There is no Duplicate-Content-Problem – at least not if we are to believe the tenor of a postings in the Google Webmasterblog in September of last year. As far as interpretations in this matter go, Google has taken up the flexibility of the nose of an aardvark and, together with Yahoo and Microsoft, introduced a solution for the (non-existent) Duplicate-Content-Problem. The trio imagines that through the use of a new clue in every webpages' sourcecode, in which the websiteoperators are to specify the “correct” URL, they will help to avoid Duplicate-Content, which is generated when the same webpage can be reached through more than one URL.

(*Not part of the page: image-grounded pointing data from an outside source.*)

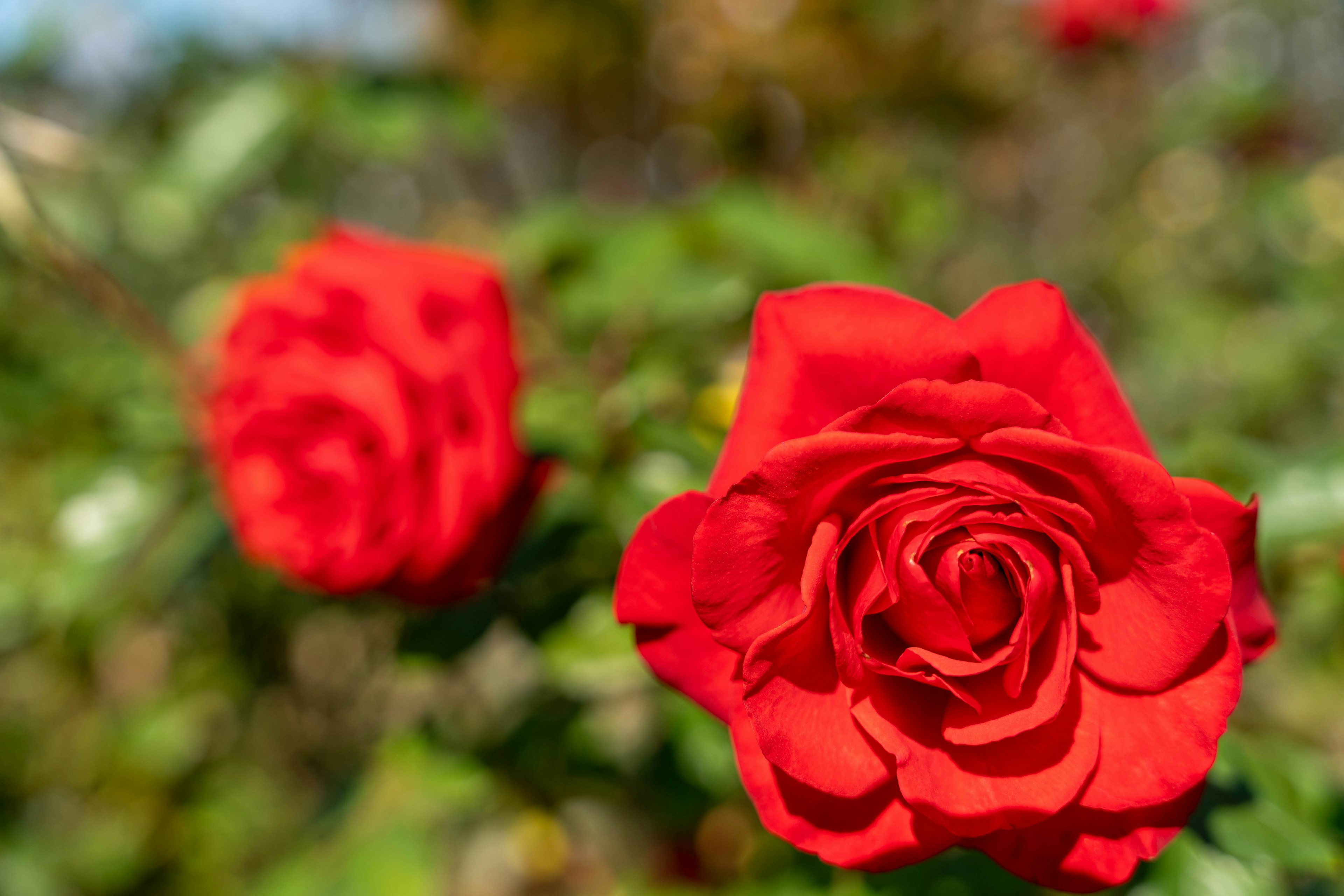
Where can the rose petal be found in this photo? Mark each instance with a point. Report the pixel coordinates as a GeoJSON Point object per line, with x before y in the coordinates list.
{"type": "Point", "coordinates": [823, 351]}
{"type": "Point", "coordinates": [748, 551]}
{"type": "Point", "coordinates": [1008, 784]}
{"type": "Point", "coordinates": [654, 592]}
{"type": "Point", "coordinates": [949, 410]}
{"type": "Point", "coordinates": [1027, 338]}
{"type": "Point", "coordinates": [1084, 849]}
{"type": "Point", "coordinates": [1234, 524]}
{"type": "Point", "coordinates": [798, 703]}
{"type": "Point", "coordinates": [1156, 746]}
{"type": "Point", "coordinates": [875, 832]}
{"type": "Point", "coordinates": [1042, 696]}
{"type": "Point", "coordinates": [1164, 581]}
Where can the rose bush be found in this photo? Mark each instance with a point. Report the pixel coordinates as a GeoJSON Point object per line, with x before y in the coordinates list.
{"type": "Point", "coordinates": [1080, 23]}
{"type": "Point", "coordinates": [362, 419]}
{"type": "Point", "coordinates": [943, 592]}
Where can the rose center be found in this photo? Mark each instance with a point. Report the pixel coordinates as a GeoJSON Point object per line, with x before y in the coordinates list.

The problem here is that pages which can be reached through more that one URL usually only come into existence if the site is dynamically generated. In the blogposting, Google gives a great example for this: both the URL's example.com/shop.php?item=seo and example.com/shop.php?item=seo&category=spam will show the exact same article with the exact same content. Besides unclean programming on the site, another cause for this that often shows up is that, over different software-cycles, URLs get changed but are still supposed to be downward compatible.

This announcement has caused some euphoria in the SEO-sector, Seomoz was so thrilled he called this the biggest development since the introduction of XML-sitemaps. As it might have already been noticeable by the tone of the last few sentences as well as the headline, I look at this a little more differentiated and would like to explain this below:

There already is a solution
For ages, the possibility of redirecting wrong URLs to the correct version has existed through the use of 301-redirects. Searchengines follow these instructions and take the destination-page into the index. The actual problem can be found somewhere else: most web-applications do not know their correct URL, therefore they can not distinguish between the queried and the correct URL and, in the case of a discrepancy, use a 301-redirect. Seeing that the newly introduced tag also requires the website to know its “correct” URL, I do not think this to be an improvement.

New links are scattered
Pages are being linked with the URL that is used to open them in a browser. This should not be much of a surprise, however, when following the proposal, this will have a negative impact. Lets start out with an example of a solution using a 301-redirect:

301

The websurfer gets redirected to the correct URL, can view it in the addressbar of the browser and will link or quote that URL. This redirection is missing though if the “Canonical”-tag is set:

301

New links to this one page are not pooled on that page but spread over the different versions, all of which are online under different URLs. In the end you are left to trust that the searchengines will transfer the linkjuice as completely as possible to your mainpage.

The proposal by Google, Yahoo and Microsoft is alleviating symptoms rather than eliminating their cause. New and proprietary HTML-tags are introduced even though there are already established ways of solving this problem.